These factors make predicting how long it will take to get packets back from a server difficult. Because of varying latency, video can take a long time to start playing; fast-forward and rewind features can be slow and clunky; and video can pause, stutter, skip, and stop altogether.

Bandwidth Variation

Another factor on the Internet is the variability of bandwidth. With broadcast media, such as radio or television, as well as telephones, the bandwidth is always the same—just enough to carry the channel or the conversation. There is no wasted bandwidth; the size of the channel is just enough to carry the data. It was designed to be that way.

Because the Internet is designed to allow different computers of different speeds and different channel sizes communicate, it is possible to have bottlenecks, not just due to traffic that the size of the channel varies from sender to receiver.

The Internet link for a major website's hosting provider might be excellent. The links between the host's ISP and its branch in a particular city might be high-capacity. However, the Internet link provided by a small ISP to the end user might be very small due to oversubscription.
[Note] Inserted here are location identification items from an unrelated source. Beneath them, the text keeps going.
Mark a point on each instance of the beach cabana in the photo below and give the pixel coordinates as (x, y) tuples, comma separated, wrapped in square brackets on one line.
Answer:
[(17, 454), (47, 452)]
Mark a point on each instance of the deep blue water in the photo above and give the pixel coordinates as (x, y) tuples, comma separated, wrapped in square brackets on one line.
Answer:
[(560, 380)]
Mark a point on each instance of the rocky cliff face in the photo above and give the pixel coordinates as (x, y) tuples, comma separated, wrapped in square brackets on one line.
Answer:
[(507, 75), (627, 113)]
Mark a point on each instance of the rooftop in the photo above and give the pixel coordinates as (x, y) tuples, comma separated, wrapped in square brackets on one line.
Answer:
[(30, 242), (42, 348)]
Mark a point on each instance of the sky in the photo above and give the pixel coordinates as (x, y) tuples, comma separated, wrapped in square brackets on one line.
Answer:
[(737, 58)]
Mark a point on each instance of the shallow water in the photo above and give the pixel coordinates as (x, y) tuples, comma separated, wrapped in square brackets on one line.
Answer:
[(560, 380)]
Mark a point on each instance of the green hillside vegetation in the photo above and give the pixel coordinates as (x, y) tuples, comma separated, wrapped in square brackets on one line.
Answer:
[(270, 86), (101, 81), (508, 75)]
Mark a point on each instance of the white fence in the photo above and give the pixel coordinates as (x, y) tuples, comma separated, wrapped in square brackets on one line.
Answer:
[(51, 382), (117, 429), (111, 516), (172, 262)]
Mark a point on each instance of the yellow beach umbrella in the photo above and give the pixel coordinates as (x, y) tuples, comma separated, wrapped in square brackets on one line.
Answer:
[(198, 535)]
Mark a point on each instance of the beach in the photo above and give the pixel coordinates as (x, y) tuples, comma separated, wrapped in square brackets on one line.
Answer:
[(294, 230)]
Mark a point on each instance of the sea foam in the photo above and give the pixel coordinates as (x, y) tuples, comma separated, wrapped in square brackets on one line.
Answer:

If that Internet provider has incurred a good deal of customer growth without upgrading its own connection to the Internet backbone, the potentially high-bandwidth connection from the website host is lowered to the slowest intermediate link in the chain. In other words, the bandwidth between a website and a client is no faster than its slowest link.

NOTE

Fundamentally, the Internet is far better suited for sending web pages than real-time media because web pages are far smaller and far less sensitive to delays. There is not much difference between a one- and two-second delay in getting a web page, but a one-second pause in real-time video is unacceptable. The brute-force approach of keeping the bit rate of the video far below the maximum bandwidth of the Internet connection can be effective in getting Internet video to perform predictably.